Bruges, which survived the two World Wars with little damage, is one of the best-preserved medieval towns in Europe. It’s a canal city, like Amsterdam and Venice, and boating along the canals gave me an unforgettable view of some of Bruges’ marvelous architecture.


These are the grounds of the Groeningemuseum, which has a small but brilliant collection. Among the stunners is this triptych called “The Last Judgment”, attributed to Hieronymus Bosch and his workshop.

"The Last Judgment". Image found on the Net

“The Last Judgment”. Image found on the Net.


In Bruges

This is a heavily edited trailer for In Bruges. The dialogue in Martin McDonagh’s movies is rude, crude, and profane enough to make Al Swearengen blush. You’ll have to watch the film to hear it, though, because it’s been purged—not by me—from this video.

Brussels Miscellanea

With only one big adventure to go, we’re nearing the end of my time in Belgium. I’ll be posting the last of these travel notes this weekend. Meanwhile, here are a few random images from Brussels.


The Grand Place

The Grand Place, surrounded by buildings that date from the 17th century. is Brussels’s magnificent central square.

It gleams. Many of the architectural features are gilded, and the gold paint glows in the sunshine. These pictures don’t really capture that glow, possibly because it rained every day I was in Belgium. (No problem. I wasn’t in Brussels to work on my tan, or, to be more accurate, to work on my beige.)


I Found a Record Shop!

I used to spend rainy Saturday afternoons making the rounds of the bookshops and record stores near Dupont Circle. There were more than a dozen of them Before The Internet, but only one of the bookshops is still open. Finding this place in Brussels was the first time I’ve seen a record store in years.

The musicians pictured on the storefront, clockwise from the center, are Bob Dylan, Jimi Hendrix, John Lennon, and Jim Morrison. It took me a while to identify Morrison, and until I noticed the harmonica, I thought Bob Dylan was Lou Reed.


“Abandon All Hope Ye Who Enter Here”

This Big Brother-ish image dominates one of the staircases in the Old Masters Museum.


Théâtre Royal de Toone

The Théâtre Royal de Toone, an historic Brussels puppet theatre, can trace its origins to the 1830s. Depending on the performance, the dialog is in French, Dutch, or the local patois. When the show is something familiar, like Hamlet or Carmen, you can enjoy the performance without understanding every line.
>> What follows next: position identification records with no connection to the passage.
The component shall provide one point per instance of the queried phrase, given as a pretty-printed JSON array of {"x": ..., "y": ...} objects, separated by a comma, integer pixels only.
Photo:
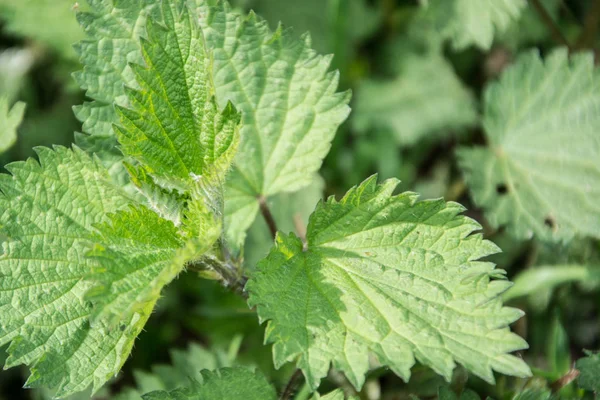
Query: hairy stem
[
  {"x": 564, "y": 381},
  {"x": 267, "y": 215},
  {"x": 290, "y": 388},
  {"x": 229, "y": 273},
  {"x": 550, "y": 24}
]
The puppet theatre is in the attic above a rather shabby but extremely popular pub. It’s one of the oldest in Brussels, and it has that run-down, lived-in feel of a classic dive bar.

The Théâtre

During intermission, you can visit the small, one-room display of historic puppets.


Cheesecake

Cheese Cake Cafe

This place looked so American, so not-European that I walked right past it. I didn’t come to Belgium to eat hamburgers or pizza.

And then I turned around and walked right back.

The allure of cheesecake is impossible to resist.